Fibrocystin/polyductin (FPC), the gene product of PKHD1, is responsible for autosomal recessive polycystic kidney disease (ARPKD). This disease is characterized by symmetrically large kidneys with ectasia of collecting ducts. In the kidney, FPC predominantly localizes to the apical domain of tubule cells, where it associates with the basal bodies/primary cilia; however, the functional role of this protein is still unknown. In this study, we established stable IMCD (mouse inner medullary collecting duct) cell lines, in which FPC was silenced by short hairpin RNA inhibition (shRNA). We showed that inhibition of FPC disrupted tubulomorphogenesis of IMCD cells grown in three-dimensional cultures. Pkhd1-silenced cells developed abnormalities in cell-cell contact, actin cytoskeleton organization, cell-ECM interactions, cell proliferation, and apoptosis, which may be mediated by dysregulation of extracellular-regulated kinase (ERK) and focal adhesion kinase (FAK) signaling. These alterations in cell function in vitro may explain the characteristics of ARPKD phenotypes in vivo.

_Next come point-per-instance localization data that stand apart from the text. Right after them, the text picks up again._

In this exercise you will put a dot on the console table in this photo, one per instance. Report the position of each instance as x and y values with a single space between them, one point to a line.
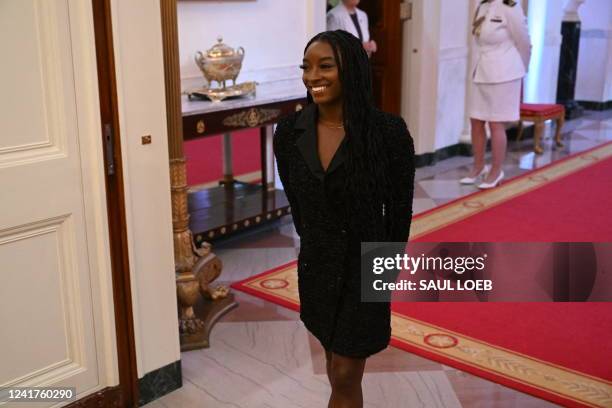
233 206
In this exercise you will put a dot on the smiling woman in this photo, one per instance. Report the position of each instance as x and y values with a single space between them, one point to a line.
348 172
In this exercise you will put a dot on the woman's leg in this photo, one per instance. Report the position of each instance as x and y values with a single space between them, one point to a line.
479 143
328 364
346 375
498 149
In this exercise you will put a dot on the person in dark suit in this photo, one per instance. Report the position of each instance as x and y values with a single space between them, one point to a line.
348 172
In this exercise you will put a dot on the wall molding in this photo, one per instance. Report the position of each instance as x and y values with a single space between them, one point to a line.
160 382
464 149
108 397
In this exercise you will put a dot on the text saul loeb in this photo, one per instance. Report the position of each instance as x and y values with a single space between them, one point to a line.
434 266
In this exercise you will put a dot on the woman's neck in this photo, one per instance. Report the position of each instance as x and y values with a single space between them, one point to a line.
331 113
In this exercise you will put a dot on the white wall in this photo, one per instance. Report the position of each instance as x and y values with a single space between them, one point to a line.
272 32
140 83
544 21
434 84
594 77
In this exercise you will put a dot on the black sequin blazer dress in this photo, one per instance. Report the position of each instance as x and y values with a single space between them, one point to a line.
329 261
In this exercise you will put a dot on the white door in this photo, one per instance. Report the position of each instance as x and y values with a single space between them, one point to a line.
56 321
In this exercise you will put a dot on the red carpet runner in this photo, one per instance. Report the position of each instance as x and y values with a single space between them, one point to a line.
558 351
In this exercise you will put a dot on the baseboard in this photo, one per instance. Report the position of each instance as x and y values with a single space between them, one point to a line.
464 149
108 397
590 105
160 382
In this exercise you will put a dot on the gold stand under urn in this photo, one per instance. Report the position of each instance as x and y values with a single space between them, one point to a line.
200 306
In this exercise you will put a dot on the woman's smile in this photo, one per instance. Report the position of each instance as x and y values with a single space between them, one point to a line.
320 74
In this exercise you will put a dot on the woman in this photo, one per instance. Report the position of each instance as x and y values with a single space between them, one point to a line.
346 16
348 173
502 55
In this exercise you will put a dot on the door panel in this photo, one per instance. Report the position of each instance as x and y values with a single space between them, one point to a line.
48 274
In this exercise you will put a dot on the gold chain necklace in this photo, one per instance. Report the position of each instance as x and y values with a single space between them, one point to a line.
327 125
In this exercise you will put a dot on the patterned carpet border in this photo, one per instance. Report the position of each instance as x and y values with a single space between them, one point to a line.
464 207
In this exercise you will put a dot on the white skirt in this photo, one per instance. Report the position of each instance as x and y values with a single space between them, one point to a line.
496 102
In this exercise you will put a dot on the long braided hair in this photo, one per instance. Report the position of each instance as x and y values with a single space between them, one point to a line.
367 181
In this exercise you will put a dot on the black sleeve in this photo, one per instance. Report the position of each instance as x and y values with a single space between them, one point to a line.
280 147
402 168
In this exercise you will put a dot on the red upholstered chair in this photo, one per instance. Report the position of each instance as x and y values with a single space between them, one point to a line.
538 114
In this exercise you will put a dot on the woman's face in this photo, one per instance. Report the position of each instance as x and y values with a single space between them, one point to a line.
351 3
320 73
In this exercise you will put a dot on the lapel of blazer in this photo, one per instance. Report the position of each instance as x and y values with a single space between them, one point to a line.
306 127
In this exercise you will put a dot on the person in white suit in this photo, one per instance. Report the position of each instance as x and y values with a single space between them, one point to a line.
501 58
346 16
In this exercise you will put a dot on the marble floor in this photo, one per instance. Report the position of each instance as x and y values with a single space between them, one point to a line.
262 356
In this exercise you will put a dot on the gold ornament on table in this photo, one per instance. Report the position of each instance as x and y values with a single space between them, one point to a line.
220 64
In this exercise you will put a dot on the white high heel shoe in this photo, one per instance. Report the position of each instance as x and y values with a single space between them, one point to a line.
472 180
494 183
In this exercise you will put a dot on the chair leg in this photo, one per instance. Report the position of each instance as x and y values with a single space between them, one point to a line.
560 123
537 137
519 134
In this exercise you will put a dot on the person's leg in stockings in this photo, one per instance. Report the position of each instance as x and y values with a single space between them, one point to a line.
479 143
346 374
499 143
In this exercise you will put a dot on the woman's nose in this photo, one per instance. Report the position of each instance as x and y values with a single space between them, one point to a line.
312 75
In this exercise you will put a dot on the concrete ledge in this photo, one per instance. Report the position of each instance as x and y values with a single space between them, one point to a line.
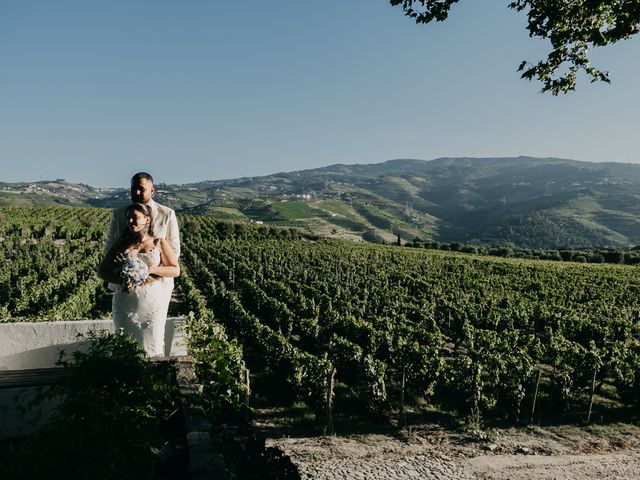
29 345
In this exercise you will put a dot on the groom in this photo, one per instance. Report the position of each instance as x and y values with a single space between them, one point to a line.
164 223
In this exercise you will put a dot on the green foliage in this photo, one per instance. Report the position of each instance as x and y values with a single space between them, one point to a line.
111 419
572 29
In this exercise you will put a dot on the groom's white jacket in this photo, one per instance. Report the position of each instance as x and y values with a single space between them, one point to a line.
163 221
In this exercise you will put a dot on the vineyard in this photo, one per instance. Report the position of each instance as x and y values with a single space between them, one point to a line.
317 321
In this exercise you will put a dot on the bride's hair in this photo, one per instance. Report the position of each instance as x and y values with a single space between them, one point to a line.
129 238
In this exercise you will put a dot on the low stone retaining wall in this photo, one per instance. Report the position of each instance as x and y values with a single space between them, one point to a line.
28 355
26 345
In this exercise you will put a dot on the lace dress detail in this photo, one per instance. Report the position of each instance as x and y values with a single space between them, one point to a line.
143 311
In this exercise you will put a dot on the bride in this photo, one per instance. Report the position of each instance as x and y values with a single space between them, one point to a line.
138 262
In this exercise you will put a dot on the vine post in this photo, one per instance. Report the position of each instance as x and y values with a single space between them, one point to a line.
328 430
402 420
535 397
593 389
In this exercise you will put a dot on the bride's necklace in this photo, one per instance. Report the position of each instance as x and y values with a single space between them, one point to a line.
138 246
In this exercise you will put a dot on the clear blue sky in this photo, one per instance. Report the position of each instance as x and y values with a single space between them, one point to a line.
93 91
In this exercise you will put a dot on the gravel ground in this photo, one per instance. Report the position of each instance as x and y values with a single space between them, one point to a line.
562 453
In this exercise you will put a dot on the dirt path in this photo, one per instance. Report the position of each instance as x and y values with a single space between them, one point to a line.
562 453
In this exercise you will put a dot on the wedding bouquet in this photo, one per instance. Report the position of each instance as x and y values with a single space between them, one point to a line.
132 270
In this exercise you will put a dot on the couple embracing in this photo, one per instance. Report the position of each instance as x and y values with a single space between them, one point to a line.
140 260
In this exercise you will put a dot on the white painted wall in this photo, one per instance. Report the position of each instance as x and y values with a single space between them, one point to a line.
27 345
38 344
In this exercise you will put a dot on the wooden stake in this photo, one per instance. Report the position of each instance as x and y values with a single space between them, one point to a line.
535 397
593 389
329 401
403 416
247 382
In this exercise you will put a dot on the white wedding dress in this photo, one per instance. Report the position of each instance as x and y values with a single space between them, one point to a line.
143 311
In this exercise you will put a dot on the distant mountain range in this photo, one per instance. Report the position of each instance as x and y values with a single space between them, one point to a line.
527 201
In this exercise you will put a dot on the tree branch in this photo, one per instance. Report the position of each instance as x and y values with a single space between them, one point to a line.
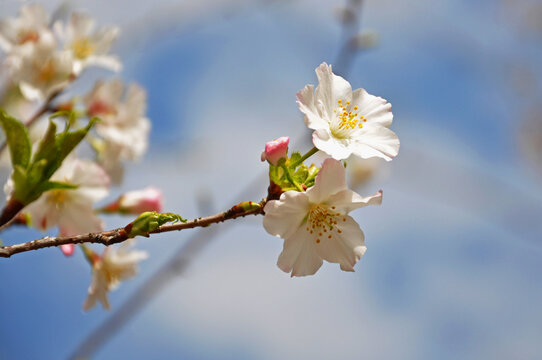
121 234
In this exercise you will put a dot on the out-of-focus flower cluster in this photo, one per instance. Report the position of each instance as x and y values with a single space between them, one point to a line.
40 57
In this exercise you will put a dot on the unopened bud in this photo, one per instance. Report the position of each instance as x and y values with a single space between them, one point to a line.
276 150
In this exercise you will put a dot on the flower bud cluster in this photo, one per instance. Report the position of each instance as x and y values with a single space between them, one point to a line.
42 58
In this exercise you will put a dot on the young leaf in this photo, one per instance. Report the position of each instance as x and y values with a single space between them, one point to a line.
17 139
56 185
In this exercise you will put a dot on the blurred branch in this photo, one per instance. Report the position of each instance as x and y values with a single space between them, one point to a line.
121 234
176 265
185 254
351 21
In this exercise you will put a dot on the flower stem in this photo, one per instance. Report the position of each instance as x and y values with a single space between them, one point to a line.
291 179
309 153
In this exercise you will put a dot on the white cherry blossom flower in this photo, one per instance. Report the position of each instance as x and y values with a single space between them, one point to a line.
31 24
108 270
347 122
124 126
41 69
72 209
315 225
88 46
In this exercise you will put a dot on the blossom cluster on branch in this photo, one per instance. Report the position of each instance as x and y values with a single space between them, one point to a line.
51 185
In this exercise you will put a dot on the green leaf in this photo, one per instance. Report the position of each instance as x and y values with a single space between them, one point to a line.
67 141
295 157
47 148
17 139
56 185
150 221
31 181
301 174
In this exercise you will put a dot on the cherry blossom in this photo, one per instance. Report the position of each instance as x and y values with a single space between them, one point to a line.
88 46
109 270
347 122
124 127
315 226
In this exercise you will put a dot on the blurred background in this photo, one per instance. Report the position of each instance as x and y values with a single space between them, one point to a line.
453 268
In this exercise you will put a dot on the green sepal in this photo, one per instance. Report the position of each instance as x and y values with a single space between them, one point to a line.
294 158
150 221
17 139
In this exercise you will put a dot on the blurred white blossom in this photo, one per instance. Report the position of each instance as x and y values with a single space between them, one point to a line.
41 69
108 270
315 225
88 46
124 127
28 28
347 122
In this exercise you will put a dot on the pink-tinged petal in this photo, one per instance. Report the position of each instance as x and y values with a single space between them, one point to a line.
331 88
375 109
136 202
67 249
336 148
298 255
347 200
376 141
305 101
276 150
343 245
330 180
284 217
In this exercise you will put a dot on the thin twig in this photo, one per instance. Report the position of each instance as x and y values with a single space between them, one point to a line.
119 235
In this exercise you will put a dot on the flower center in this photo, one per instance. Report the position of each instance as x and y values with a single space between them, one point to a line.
82 48
322 222
47 72
346 120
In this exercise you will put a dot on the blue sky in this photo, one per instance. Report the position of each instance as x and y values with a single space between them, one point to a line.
453 261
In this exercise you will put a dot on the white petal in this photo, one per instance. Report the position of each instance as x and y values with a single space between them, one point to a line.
376 109
345 248
376 141
331 88
330 180
305 101
299 255
109 62
347 200
283 217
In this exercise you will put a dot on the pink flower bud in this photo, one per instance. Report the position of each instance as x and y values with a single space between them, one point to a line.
276 150
139 201
67 249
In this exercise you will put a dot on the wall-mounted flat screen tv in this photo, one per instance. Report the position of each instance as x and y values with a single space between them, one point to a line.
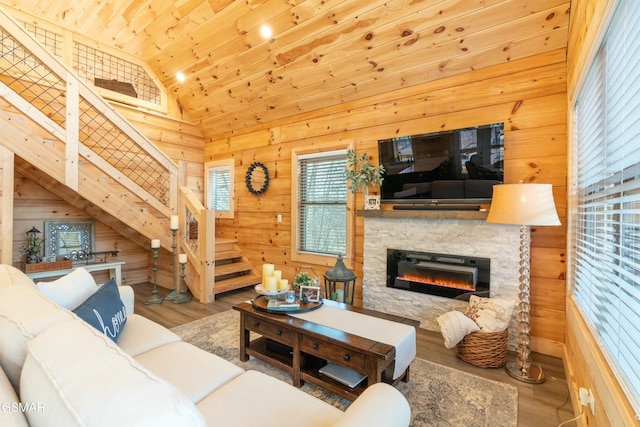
448 167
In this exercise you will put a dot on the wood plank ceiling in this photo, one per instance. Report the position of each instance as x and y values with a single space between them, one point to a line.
322 52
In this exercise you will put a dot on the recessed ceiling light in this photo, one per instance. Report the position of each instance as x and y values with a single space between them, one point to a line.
266 32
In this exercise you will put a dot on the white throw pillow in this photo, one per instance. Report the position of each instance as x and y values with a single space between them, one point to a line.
491 314
454 326
71 290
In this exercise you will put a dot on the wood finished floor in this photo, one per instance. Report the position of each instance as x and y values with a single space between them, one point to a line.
540 405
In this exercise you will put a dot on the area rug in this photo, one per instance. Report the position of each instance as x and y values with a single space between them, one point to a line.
439 396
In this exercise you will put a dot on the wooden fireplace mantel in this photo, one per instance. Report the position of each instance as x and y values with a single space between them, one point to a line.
425 214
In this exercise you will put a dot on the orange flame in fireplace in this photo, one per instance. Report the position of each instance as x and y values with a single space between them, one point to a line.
436 281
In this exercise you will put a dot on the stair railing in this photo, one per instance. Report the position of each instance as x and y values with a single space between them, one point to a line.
43 88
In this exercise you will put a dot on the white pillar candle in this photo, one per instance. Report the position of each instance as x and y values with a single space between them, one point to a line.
267 270
283 284
270 284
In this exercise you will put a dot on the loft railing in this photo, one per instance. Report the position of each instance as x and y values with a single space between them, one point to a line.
43 88
198 242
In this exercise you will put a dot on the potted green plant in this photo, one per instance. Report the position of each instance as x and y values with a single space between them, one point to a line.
361 174
305 278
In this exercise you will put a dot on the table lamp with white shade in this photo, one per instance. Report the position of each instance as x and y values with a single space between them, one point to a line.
524 205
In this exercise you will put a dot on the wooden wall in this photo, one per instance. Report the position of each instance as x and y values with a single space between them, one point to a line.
33 204
528 95
585 364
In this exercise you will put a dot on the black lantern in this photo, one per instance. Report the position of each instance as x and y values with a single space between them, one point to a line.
340 274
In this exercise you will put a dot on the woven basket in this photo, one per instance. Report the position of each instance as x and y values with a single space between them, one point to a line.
484 349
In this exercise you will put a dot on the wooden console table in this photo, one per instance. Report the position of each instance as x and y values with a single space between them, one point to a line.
303 347
114 269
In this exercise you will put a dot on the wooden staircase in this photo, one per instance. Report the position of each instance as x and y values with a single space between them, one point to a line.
233 270
63 135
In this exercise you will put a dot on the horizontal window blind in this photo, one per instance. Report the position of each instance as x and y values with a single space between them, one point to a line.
606 265
322 208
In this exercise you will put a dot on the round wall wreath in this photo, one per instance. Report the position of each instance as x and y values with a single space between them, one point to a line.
257 178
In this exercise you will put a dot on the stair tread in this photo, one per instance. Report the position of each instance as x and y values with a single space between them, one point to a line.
235 267
236 283
222 255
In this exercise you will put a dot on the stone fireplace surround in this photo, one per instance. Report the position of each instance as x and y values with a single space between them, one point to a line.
498 242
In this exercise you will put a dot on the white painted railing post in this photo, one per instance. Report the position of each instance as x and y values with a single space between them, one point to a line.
72 131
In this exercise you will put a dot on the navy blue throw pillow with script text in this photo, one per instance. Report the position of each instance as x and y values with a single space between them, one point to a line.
104 310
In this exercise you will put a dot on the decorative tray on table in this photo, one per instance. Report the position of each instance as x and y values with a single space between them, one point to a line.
274 304
259 289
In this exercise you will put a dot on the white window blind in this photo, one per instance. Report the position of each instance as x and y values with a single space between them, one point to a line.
606 265
322 208
218 194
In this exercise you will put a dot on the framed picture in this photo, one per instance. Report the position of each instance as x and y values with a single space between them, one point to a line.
372 203
310 293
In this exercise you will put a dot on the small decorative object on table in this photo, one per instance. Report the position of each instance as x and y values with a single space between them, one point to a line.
340 275
310 293
305 276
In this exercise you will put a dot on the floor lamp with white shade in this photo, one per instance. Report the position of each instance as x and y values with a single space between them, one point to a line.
524 205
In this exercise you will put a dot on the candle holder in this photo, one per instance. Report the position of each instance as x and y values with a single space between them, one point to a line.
173 294
155 298
182 298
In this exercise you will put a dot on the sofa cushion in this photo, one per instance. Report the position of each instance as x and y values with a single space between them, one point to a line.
83 379
71 290
253 395
142 334
193 371
10 276
491 314
454 326
24 313
104 310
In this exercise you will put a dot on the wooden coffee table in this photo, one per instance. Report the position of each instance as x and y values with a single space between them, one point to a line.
301 348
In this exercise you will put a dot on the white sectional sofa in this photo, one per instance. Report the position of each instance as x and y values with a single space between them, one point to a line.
58 370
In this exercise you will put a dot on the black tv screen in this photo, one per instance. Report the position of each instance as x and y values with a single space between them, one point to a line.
456 166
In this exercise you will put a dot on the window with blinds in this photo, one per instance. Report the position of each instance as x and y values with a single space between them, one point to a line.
322 203
219 188
606 226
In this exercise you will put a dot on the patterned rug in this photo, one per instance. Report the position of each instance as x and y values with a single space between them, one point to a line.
439 396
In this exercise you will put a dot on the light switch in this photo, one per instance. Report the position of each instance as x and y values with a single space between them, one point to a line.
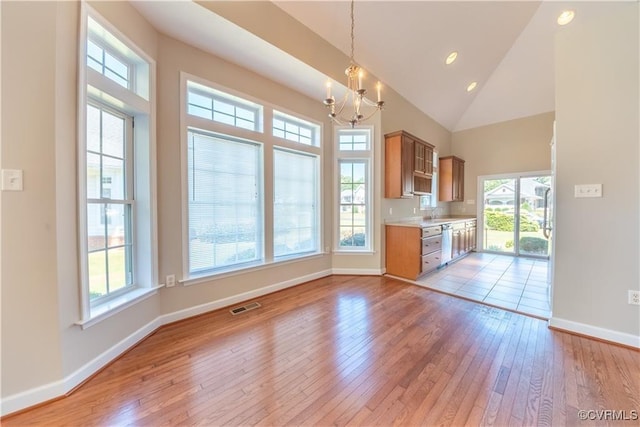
11 180
588 190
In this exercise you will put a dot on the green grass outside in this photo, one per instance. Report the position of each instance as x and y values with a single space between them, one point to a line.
98 273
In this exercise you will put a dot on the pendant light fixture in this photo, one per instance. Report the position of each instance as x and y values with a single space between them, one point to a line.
354 107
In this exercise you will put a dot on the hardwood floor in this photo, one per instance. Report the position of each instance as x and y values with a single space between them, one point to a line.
347 350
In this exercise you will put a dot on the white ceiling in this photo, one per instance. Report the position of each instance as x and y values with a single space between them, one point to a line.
506 46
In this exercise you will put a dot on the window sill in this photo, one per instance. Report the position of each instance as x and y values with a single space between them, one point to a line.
228 273
116 305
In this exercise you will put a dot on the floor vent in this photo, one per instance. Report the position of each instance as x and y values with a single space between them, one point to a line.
244 308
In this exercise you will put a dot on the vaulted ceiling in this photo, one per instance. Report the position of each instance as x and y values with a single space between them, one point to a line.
505 46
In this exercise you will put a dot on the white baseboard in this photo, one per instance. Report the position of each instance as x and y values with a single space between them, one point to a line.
595 332
34 396
358 271
59 388
225 302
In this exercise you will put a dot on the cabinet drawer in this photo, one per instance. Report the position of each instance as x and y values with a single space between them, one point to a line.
431 231
431 244
431 261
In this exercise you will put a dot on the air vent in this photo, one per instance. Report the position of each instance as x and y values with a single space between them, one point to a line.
245 308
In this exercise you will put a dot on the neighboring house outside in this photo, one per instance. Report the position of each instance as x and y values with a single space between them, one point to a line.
531 192
353 197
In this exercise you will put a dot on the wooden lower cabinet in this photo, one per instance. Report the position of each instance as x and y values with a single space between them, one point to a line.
412 251
463 240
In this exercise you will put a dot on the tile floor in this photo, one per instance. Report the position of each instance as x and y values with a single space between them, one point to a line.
518 284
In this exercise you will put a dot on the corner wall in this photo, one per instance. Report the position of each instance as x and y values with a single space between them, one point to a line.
520 145
597 114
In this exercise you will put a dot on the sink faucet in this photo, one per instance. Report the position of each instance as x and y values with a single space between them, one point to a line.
434 213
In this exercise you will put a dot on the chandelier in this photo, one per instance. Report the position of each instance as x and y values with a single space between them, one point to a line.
354 107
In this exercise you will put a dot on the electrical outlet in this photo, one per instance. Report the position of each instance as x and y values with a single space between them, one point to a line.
171 280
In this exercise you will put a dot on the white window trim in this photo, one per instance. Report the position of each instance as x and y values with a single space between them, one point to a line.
265 137
367 155
92 84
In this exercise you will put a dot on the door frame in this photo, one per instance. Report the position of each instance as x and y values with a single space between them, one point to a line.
480 209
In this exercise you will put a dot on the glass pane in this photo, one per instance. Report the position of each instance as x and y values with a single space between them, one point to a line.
224 207
97 274
116 78
223 107
116 221
532 240
95 226
245 114
291 136
93 176
224 118
117 269
295 195
358 172
113 137
199 112
116 66
113 178
499 215
200 101
278 124
244 124
93 129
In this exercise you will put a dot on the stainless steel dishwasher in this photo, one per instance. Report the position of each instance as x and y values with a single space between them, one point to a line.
447 237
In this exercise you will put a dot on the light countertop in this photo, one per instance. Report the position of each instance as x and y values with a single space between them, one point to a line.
422 222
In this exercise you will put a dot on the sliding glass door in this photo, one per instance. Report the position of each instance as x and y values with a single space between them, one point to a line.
513 214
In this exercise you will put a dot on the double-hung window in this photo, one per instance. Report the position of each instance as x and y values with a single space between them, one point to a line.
116 170
241 212
296 172
225 201
354 189
109 183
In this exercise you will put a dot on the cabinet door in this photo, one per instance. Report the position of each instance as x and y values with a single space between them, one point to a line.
407 167
428 169
458 180
419 157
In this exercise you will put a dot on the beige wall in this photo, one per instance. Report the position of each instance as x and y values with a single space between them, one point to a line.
520 145
270 23
43 352
31 343
597 245
175 57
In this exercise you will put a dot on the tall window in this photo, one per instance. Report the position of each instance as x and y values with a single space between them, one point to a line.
354 189
295 203
225 206
116 170
241 212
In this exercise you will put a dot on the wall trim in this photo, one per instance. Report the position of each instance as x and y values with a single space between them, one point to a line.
56 389
595 332
358 271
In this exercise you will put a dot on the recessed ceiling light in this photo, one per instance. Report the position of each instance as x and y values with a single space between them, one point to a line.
566 17
452 57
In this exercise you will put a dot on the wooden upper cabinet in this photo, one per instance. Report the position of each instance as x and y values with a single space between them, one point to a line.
423 158
408 165
451 179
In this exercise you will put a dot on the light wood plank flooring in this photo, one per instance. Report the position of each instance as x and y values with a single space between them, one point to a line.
347 350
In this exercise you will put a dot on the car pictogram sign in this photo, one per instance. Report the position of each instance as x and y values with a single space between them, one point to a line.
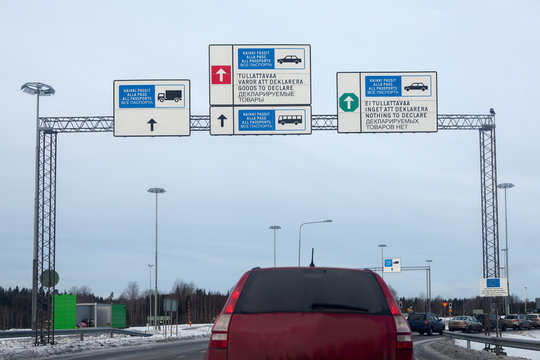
221 75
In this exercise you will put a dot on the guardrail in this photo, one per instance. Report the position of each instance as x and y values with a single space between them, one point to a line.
82 332
497 341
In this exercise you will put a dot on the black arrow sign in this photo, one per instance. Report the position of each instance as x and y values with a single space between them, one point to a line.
222 117
152 122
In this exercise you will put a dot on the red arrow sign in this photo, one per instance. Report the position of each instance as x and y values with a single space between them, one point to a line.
221 74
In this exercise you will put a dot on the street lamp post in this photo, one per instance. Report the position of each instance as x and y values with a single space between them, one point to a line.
300 234
382 246
525 299
506 186
150 293
39 89
275 227
428 284
156 191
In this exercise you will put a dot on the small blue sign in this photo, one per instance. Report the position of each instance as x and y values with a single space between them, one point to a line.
256 120
249 59
383 86
137 96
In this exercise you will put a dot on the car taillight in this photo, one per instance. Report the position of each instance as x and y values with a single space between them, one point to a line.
220 331
404 337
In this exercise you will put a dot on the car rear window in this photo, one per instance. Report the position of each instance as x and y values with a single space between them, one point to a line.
312 290
417 317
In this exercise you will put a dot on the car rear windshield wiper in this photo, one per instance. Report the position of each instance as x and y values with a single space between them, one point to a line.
324 306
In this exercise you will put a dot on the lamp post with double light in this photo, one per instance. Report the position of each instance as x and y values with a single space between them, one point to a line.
506 186
156 191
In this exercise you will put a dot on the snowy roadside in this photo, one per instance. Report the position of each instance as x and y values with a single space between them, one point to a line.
24 348
521 353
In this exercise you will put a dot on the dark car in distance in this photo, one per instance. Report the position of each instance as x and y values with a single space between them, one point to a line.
492 321
465 323
416 86
425 323
310 313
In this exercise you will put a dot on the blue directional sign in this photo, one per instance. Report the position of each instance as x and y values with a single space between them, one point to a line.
257 120
383 86
271 120
493 282
151 107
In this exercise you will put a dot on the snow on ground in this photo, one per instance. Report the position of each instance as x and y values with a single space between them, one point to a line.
526 335
24 348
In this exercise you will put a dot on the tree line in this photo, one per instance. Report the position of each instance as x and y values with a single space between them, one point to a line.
201 306
194 304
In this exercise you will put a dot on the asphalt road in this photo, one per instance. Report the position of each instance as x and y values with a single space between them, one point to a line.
185 350
195 349
422 350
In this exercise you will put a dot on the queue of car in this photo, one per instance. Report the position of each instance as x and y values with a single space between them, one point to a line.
467 323
326 313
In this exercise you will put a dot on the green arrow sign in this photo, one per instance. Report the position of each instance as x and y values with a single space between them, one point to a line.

纤维囊肿蛋白/多囊蛋白(FPC)是PKHD1的基因产物,与常染色体隐性多囊肾病(ARPKD)相关。该疾病的特征是双侧肾脏肿大且集合管扩张。在肾脏中,FPC主要定位于肾小管细胞的顶端区域,与基体/初级纤毛相关联;然而,这种蛋白质的功能作用尚不清楚。在本研究中,我们建立了稳定的IMCD(小鼠肾内髓集合管)细胞系,通过短发夹RNA抑制(shRNA)使FPC沉默。我们发现抑制FPC会破坏在三维培养中生长的IMCD细胞的肾小管形态发生。沉默Pkhd1的细胞在细胞间接触、肌动蛋白细胞骨架组织、细胞与细胞外基质相互作用、细胞增殖和凋亡方面出现异常,这可能由细胞外调节激酶(ERK)和粘着斑激酶(FAK)信号失调介导。体外细胞功能的这些改变可能解释了体内ARPKD表型的特征。